Sem mais, tenho a honra de deixar vocês nas mãos desse cara, que esse ano completa 1 aninho de novo.
‘Depois de um ano complicado e cheio de grandes degraus, editei o documentário “Apenas um Capítulo” sobre meu tratamento da leucemia e do transplante de medula óssea. Para editar esse documentário eu me coloquei a pensar em qual música eu mais escutei e foi mais significativa durante esse ano de hospital. Conclusão: O album “Ten” do Pearl Jam foi o mais significativo para mim, aquele que eu colocava para testar o isolamento acustico dos quartos dos hospitais!!!! I still “ALIVE”……..’

O primeiro Arctic Monkeys da minha vida

Hoje o tem convidada no Musique! Quem dá a dica é a Mari…

Fui apresentada ao Arctic Monkeys há pouquíssimo tempo. Antes só tinha ouvido falar e não dava muito importância a bandas que não fossem super famosas. Mas por causa de diversos fatores na minha vida ultimamente tenho ouvido mais rock, tenho me importado mais com bandas que não tocam no rádio e me desliguei de pequenos vícios comuns demais.

Então gostaria de deixar aqui minha contribuição para o Musique a Trois através da música que até agora mais me tocou do novo CD deles, Suck it and See – faixa título do álbum de 2010. Gosto de ouvi-la em qualquer parte do meu dia, sob qualquer humor mas principalmente quando estou andando ou dirigindo, sem pressa, sem espera, sem estresse. Espero que meu processo de educação musical esteja cada vez mais evoluído e em breve ouvirei discografias inteiras. That’s all folks!

 

E eu ❤ Arctic Monkeys. Thanks Mari!

 

 

 

Do the Math

Dentre os muitos fatores que influenciam na amizade entre duas pessoas um dos mais importantes é música. Pra quem gosta de música, uma pessoa que não gosta (sim, isso existe) é algo imcompreensível. Gostos que variam demais também causam discórdia: tem que haver um ponto em comum.

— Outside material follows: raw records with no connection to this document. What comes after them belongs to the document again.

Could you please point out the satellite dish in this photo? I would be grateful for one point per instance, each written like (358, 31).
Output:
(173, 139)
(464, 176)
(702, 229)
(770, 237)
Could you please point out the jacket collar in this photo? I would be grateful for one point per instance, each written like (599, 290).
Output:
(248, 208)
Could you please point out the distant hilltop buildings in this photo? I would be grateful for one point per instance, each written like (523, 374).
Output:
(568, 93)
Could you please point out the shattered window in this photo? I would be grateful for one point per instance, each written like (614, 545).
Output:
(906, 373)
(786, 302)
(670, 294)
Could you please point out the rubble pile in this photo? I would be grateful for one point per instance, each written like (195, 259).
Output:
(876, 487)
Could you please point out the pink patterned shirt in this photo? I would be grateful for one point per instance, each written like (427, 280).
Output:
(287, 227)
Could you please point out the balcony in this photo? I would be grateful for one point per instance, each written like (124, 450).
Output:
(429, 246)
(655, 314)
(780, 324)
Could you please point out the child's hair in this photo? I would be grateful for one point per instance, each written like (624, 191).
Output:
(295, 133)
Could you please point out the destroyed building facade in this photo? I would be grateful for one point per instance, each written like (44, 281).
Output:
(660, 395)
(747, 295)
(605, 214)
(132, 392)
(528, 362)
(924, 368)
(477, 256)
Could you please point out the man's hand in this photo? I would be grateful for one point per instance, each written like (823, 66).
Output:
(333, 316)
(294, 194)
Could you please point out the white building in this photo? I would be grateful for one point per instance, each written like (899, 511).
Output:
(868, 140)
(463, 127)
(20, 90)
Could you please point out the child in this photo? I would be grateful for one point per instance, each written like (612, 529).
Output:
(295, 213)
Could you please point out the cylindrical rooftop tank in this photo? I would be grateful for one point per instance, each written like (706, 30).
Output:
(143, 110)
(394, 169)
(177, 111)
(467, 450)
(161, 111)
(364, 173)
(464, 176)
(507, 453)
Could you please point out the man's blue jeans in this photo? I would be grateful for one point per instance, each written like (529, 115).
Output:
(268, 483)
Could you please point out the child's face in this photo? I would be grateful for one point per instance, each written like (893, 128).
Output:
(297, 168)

Com o Matheus foi fácil achar muitos pontos em comum. Do tipo passar o dia e virar a noite falando de música, disputando quem conseguia mostrar pro outro uma novidade (o que era difícil, o menino conhecia tudo de tudo!). Foi ele, por exemplo, que me apresentou Adele (em 2008, com o álbum 19), Death Cab for Cutie e tantas outras coisas que escuto até hoje. Lembro também do dia que ele me mostrou um clipe de uma artista que ninguém conhecia, uma mocinha com um clipe aleatório e senso fashion duvidoso, e disse que ela ainda ia fazer muito sucesso. Eu achei que era mais uma artista pop de rádio que ia ser esquecida em semanas. Meses depois Poker Face era hit e todo mundo só falava de Lady Gaga. Então agora quando ele fala pra prestar atenção em uma banda nova, eu escuto.

Essa sexta, o post é dele:

Trata-se do The Young Professionals, uma dupla Israelense que acabou de lançar o debut album chamado 9 To 17, 17 To Whenever. Juntando o nome da banda com o do CD, você vê sentido em tudo ao ouvir as faixas! Cada uma indica uma hora do dia de um jovem trabalhador que quer mais é se divertir após o expediente… É sensacional!

Como se não bastasse, o primeiro single deles tem samples do classico da disco music D.I.S.C.O.

Lógico que essa faixa corresponde ao ‘whenever’ do titulo do cd! =)

Beijos e espero que curtam bastante (se ainda não conhecem. é claro)!

Pra quem gostou, fica a dica: Math também é DJ.

Boa sexta-feira!

ps.: “Do the Math” é uma brincadeira com a expressão em inglês para “faça as contas”. Não resisti.